Posted on January 2, 2011 by Tim 3 Comments

Unfortunately, I have done a poor job in documenting many of these brief connections. For better or worse, most of these encounters only exist as memorable experiences, and in some cases, distant memories. For me, many of these encounters are deeply personal. So to the lack of ‘proper’ documentation I say only that you should head out and make your own connections. As I’ve spoken about in a few talks I’ve given, conservation is as much about the people as it is the land and animals we (the outsiders) want to protect. We can’t go running around making black-and-white decisions that directly affect other peoples lives unless we have a mutual understanding of each others lives, needs, goals, and compromises.

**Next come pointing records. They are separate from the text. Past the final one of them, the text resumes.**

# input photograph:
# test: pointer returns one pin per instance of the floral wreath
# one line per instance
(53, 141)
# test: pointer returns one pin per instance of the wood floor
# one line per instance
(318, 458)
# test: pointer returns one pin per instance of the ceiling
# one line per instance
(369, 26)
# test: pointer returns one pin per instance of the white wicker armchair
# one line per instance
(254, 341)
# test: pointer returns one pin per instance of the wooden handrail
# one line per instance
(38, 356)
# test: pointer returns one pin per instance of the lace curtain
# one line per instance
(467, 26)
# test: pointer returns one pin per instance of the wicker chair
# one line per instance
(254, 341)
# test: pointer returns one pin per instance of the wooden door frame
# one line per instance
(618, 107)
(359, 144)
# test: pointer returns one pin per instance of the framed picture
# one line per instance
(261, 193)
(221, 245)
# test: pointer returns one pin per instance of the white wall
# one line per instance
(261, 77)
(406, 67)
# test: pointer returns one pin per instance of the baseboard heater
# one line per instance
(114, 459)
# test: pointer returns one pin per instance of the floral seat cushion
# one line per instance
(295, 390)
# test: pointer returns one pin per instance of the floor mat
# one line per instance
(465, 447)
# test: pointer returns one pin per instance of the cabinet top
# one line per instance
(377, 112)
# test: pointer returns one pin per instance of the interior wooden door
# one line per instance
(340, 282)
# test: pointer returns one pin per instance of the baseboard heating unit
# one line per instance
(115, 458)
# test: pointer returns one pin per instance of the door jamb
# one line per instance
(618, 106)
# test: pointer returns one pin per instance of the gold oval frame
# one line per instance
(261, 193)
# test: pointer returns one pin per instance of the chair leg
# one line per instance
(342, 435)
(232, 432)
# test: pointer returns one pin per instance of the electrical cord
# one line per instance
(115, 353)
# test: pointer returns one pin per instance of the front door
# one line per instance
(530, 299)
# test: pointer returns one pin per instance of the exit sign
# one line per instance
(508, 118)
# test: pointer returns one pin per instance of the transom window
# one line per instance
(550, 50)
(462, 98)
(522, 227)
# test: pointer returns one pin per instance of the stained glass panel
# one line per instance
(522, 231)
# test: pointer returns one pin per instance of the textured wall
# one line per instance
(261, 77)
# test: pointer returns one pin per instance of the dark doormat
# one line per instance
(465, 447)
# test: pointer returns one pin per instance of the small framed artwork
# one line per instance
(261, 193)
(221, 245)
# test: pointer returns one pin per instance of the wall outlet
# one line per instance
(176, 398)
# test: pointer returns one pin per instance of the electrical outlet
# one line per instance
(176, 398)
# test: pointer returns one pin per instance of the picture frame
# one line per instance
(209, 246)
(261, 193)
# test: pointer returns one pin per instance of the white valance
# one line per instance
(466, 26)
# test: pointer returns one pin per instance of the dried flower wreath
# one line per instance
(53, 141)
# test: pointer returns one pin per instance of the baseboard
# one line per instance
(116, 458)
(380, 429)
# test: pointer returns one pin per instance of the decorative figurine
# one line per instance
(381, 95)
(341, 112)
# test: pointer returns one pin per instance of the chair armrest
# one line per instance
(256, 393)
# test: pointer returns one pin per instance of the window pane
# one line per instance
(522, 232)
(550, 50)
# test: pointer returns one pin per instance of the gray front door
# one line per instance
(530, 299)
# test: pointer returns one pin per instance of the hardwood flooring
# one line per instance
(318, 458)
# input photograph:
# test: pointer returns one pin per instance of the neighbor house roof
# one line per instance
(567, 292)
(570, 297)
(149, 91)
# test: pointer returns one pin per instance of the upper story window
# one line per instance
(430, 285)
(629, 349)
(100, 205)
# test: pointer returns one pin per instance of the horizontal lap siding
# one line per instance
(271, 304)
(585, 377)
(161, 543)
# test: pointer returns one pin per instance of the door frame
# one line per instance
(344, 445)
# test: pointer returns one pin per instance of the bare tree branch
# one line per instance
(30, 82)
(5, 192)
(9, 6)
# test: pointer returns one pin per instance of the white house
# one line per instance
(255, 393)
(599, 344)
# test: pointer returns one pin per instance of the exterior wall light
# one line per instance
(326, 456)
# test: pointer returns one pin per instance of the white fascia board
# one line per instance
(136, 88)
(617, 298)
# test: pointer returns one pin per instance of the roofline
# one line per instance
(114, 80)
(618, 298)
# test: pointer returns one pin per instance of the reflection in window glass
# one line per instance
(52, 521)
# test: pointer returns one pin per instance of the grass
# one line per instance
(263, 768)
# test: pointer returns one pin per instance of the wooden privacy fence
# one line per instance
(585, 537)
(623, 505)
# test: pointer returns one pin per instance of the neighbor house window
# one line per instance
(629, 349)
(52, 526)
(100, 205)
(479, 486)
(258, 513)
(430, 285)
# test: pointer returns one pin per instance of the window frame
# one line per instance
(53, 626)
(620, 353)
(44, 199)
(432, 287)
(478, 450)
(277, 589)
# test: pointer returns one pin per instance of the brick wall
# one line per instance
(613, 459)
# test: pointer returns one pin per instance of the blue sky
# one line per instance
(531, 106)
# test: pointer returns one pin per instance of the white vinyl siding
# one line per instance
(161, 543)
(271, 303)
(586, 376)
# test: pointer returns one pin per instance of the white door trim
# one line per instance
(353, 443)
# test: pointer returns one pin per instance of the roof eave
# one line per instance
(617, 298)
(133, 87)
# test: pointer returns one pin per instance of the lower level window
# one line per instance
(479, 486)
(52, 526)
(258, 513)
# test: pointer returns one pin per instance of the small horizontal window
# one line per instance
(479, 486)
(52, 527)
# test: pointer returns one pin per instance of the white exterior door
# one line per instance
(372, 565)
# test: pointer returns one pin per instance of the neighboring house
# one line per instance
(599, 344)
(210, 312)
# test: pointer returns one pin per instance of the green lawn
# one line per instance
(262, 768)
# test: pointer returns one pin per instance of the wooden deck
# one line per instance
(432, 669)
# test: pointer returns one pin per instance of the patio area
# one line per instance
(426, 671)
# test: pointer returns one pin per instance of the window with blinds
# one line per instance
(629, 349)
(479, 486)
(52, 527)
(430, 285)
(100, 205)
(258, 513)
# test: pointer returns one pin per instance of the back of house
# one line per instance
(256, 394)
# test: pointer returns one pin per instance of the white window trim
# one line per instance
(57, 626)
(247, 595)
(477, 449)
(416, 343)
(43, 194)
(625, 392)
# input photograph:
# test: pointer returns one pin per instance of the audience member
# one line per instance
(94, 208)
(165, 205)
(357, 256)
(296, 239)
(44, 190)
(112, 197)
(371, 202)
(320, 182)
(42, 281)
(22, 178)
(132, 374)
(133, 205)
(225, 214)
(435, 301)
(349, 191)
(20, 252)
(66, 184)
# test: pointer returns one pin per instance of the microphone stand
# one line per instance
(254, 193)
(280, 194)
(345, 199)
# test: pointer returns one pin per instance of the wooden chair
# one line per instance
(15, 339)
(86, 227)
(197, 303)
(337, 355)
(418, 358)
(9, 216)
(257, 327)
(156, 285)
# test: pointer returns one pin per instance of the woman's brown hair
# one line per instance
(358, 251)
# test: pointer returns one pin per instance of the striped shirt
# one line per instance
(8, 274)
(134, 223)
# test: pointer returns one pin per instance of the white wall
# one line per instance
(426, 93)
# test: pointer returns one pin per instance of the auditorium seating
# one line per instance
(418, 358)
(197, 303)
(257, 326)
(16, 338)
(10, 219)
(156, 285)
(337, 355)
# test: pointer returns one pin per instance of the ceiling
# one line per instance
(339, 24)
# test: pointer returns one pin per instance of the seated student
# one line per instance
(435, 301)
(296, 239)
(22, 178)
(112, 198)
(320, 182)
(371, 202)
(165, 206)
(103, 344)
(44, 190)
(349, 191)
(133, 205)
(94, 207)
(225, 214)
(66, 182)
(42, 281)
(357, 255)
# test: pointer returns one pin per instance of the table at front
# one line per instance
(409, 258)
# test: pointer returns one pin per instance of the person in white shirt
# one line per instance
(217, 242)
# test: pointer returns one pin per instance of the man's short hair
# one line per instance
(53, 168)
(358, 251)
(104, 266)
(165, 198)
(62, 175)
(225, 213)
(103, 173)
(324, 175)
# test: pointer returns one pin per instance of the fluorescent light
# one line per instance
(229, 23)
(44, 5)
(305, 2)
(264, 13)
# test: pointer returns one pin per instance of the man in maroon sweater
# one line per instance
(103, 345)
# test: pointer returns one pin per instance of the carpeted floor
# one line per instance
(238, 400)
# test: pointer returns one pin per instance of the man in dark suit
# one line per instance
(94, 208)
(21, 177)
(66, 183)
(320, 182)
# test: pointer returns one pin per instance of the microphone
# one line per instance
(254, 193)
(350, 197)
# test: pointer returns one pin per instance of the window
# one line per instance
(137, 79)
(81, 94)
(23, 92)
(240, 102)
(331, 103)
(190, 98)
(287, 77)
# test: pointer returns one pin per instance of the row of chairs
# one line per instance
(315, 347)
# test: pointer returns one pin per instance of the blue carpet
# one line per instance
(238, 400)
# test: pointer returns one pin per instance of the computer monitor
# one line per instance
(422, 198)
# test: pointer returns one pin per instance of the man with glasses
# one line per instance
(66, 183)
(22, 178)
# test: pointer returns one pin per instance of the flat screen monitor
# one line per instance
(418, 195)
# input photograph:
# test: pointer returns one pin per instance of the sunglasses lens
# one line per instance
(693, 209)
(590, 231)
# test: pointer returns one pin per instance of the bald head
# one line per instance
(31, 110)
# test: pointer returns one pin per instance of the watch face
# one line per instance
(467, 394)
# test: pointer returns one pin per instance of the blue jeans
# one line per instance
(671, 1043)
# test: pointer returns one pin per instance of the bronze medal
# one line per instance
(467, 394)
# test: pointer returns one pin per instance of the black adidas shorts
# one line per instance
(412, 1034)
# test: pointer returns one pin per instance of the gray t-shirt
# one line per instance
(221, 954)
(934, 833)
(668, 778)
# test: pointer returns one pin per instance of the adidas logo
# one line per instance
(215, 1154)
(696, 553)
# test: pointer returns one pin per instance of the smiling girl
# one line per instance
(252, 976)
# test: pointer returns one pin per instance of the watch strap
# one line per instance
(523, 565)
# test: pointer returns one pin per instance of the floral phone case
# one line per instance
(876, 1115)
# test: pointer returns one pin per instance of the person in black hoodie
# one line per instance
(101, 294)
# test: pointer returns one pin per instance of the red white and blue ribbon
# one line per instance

A worker removes an old palm thatch roof from one of the cabins for repair and replacement.

The new roof is nearly complete. Palm thatching is an amazingly effective and can last for 15 years.

To that end I’ve failed as a photographer. I will say I’m not a people shooter. I suppose I could if it intrigued me enough. After all it is not so different from my tetrapod models in a technical sense. However, I tend to not relate or connect as well with people when it comes to camera in hand. So when I do take people shots they turn out more like snapshots. That said I want to try to show some of the people that were part of my latest adventure. I spent 2 weeks at Sani Lodge, just off the Rio Napo in Ecuador. I’ll write more about the place in the next installment. For this series I want to begin with a nod to the people involved. The lodge is owned and operated by the Kichwa (Quechua) people of the Sani community. Members of the community have various roles in the building, maintenance, upkeep, and guest services of the lodge. For the most part tourists come in for an Amazon rainforest experience for a period of days. They are led by naturalist guides on hikes to a treetop canopy tower for bird watching, trails for mammals such as many monkey species, or various canoe trips around the cocha (lagoon) for caiman, more birds, or just stunning scenics. From a photographic standpoint, these shots aren’t special. The people are.

Luis is the bartender and shopkeep. He takes care of the ‘lounge’ and guests and is great at teaching Spanish.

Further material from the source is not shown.